Sunday, September 20, 2009

Simple gifts

A few years ago, I was the subject of a newspaper article about hospice volunteering. To put me at ease—or to blow some smoke up my ass—the writer ventured, “You must be quite a people person to be able to do this.”

Yeah. Whatever.

“Listen, Sherrie,” I said. “I don’t want to write your article for you, but here’s a suggestion: If you value your credibility, please consider a different approach. I am as far from a people person as my hospice patients are from running marathons.”

Poor Sherrie didn’t know what to do with that shit.

C’mon, Sherrie! Each of us is a bundle of contradictions. Embrace the irony and revel in it, baby!

That’s precisely what I did at one of those stupid team-building conferences a client required me to attend. (Note to self: NEVER attend one again.)
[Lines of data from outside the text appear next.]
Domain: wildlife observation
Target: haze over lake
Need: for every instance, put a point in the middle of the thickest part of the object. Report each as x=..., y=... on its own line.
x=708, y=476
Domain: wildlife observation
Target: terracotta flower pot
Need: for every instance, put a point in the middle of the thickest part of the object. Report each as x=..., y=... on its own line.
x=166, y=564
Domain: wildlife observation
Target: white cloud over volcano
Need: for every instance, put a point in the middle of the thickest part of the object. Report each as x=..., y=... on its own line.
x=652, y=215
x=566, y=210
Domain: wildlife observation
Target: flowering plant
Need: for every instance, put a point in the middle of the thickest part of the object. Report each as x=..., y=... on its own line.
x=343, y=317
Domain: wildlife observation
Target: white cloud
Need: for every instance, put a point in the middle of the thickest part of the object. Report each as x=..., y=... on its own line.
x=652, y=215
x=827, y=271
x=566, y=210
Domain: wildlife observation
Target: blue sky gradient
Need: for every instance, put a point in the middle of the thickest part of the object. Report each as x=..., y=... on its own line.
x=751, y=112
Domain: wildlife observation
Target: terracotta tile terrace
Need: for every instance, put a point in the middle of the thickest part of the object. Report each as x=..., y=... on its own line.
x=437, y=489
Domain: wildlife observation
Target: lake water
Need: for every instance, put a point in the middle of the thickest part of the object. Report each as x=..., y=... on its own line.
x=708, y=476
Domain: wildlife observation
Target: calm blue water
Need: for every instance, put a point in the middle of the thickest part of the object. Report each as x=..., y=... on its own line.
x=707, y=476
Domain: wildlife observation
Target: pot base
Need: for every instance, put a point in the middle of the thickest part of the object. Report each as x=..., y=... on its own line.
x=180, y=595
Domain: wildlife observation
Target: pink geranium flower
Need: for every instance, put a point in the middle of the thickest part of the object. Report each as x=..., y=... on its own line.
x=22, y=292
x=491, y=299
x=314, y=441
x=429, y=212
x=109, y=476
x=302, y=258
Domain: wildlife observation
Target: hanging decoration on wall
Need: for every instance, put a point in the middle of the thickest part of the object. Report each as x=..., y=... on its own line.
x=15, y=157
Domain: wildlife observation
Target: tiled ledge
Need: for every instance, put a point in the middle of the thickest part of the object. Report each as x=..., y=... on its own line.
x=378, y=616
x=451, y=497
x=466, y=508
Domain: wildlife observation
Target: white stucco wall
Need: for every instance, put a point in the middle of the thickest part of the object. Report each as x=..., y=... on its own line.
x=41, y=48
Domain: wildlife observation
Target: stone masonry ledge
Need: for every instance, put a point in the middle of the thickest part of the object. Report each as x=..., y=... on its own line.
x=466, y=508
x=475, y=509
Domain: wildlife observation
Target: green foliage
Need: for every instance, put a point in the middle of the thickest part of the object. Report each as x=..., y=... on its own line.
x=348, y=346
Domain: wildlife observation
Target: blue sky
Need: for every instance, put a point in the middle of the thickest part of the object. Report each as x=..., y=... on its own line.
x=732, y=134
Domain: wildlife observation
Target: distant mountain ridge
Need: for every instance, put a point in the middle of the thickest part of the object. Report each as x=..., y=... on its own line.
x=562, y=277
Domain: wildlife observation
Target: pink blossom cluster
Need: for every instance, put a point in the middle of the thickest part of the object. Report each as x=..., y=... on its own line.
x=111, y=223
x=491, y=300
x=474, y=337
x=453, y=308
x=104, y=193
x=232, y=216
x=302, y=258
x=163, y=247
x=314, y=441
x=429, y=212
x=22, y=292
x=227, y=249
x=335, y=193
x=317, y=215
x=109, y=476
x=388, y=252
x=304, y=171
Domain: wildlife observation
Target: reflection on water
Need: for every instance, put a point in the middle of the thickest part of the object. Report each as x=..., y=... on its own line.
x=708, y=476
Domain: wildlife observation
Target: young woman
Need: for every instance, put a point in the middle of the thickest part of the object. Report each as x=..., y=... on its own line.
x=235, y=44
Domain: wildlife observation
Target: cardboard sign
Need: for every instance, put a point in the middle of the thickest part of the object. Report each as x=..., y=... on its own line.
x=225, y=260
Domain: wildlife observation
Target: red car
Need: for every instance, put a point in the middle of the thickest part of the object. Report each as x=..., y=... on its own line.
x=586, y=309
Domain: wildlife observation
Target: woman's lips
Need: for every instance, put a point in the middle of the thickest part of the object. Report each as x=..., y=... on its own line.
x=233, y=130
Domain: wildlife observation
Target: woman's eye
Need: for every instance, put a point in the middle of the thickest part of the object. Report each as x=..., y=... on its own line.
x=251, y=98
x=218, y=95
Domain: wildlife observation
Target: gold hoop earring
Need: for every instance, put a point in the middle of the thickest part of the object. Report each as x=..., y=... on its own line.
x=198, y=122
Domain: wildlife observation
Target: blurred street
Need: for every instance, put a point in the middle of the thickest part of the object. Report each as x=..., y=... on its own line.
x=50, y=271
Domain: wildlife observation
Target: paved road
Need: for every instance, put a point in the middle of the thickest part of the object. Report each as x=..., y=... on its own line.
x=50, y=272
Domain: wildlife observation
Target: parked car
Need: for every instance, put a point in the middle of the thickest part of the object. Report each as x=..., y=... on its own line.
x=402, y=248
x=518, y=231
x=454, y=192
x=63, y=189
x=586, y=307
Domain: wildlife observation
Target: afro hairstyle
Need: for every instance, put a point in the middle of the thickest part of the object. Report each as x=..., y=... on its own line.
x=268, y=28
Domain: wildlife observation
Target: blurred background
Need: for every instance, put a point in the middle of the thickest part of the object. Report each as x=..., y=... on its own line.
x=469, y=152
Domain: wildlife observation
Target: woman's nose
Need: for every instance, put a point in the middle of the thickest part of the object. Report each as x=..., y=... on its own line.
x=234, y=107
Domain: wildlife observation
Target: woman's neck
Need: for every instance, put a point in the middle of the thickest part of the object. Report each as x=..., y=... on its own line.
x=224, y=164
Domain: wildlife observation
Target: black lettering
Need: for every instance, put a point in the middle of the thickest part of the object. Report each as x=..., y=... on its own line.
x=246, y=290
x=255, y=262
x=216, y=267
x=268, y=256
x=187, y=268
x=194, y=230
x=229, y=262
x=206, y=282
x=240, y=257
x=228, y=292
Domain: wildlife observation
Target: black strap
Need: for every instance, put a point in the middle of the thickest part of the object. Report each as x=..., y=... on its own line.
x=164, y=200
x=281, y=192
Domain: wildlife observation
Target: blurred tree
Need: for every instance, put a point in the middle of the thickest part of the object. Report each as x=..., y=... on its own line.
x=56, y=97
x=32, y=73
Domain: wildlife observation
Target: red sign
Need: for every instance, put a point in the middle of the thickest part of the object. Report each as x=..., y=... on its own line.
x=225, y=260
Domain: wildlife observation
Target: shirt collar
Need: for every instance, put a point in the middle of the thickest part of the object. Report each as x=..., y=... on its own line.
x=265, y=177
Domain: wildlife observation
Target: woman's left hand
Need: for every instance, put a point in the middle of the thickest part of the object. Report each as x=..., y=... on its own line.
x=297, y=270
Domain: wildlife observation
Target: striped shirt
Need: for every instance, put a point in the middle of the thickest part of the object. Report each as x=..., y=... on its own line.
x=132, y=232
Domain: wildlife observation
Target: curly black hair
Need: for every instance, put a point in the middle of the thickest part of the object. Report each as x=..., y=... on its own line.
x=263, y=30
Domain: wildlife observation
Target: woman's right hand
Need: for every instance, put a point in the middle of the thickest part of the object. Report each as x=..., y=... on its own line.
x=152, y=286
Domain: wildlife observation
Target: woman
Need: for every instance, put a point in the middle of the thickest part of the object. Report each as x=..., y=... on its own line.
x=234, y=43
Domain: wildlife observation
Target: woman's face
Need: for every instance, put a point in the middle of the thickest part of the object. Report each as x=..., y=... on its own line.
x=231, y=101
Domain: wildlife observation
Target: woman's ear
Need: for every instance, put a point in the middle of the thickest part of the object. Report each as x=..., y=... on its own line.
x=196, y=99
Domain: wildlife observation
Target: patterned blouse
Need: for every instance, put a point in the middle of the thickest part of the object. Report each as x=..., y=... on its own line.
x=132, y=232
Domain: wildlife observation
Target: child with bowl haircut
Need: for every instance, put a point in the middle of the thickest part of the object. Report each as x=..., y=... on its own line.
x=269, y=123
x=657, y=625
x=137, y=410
The keynote speaker asked audience members to write a headline for their obituary. In addition to our names, we were limited to two nouns that described who we were. The format was: Name: blank, blank. Three blanks, tops.

We were told we would have to use these headlines at lunch as a way to introduce ourselves to our "teammates." (Is there anything more painfully awkward than having to share a meal with a bunch of strangers?)

Blank, blank. I believe the assignment exemplifies exactly what Elder Joseph Brackett had in mind when he wrote that short but ever so sweet Shaker song, “Simple Gifts,” back in 1848. 'Tis the gift to be simple, 'tis the gift to be free/'Tis the gift to come down where we ought to be…'

Those blanks—a simple gift if ever there was one--would free me attending to the morning’s mind-numbing, touchy-feely crap that makes team-building conferences the mother of all workplace rip-offs. Better yet, the speaker’s simple gift pretty much guaranteed that I would come down where I ought to be: sitting alone.

I thought and thought and thought. Chuckled and chuckled. Considered and rejected. Rejected and reconsidered. [Note to readers: This game is fun. Try it!]

And just like that, like a deer catapulted from dusky shadows, my nouns broadsided me: hospice volunteer, misanthrope.


This blog is dedicated to my nephew, Josh: humanitarian, snob.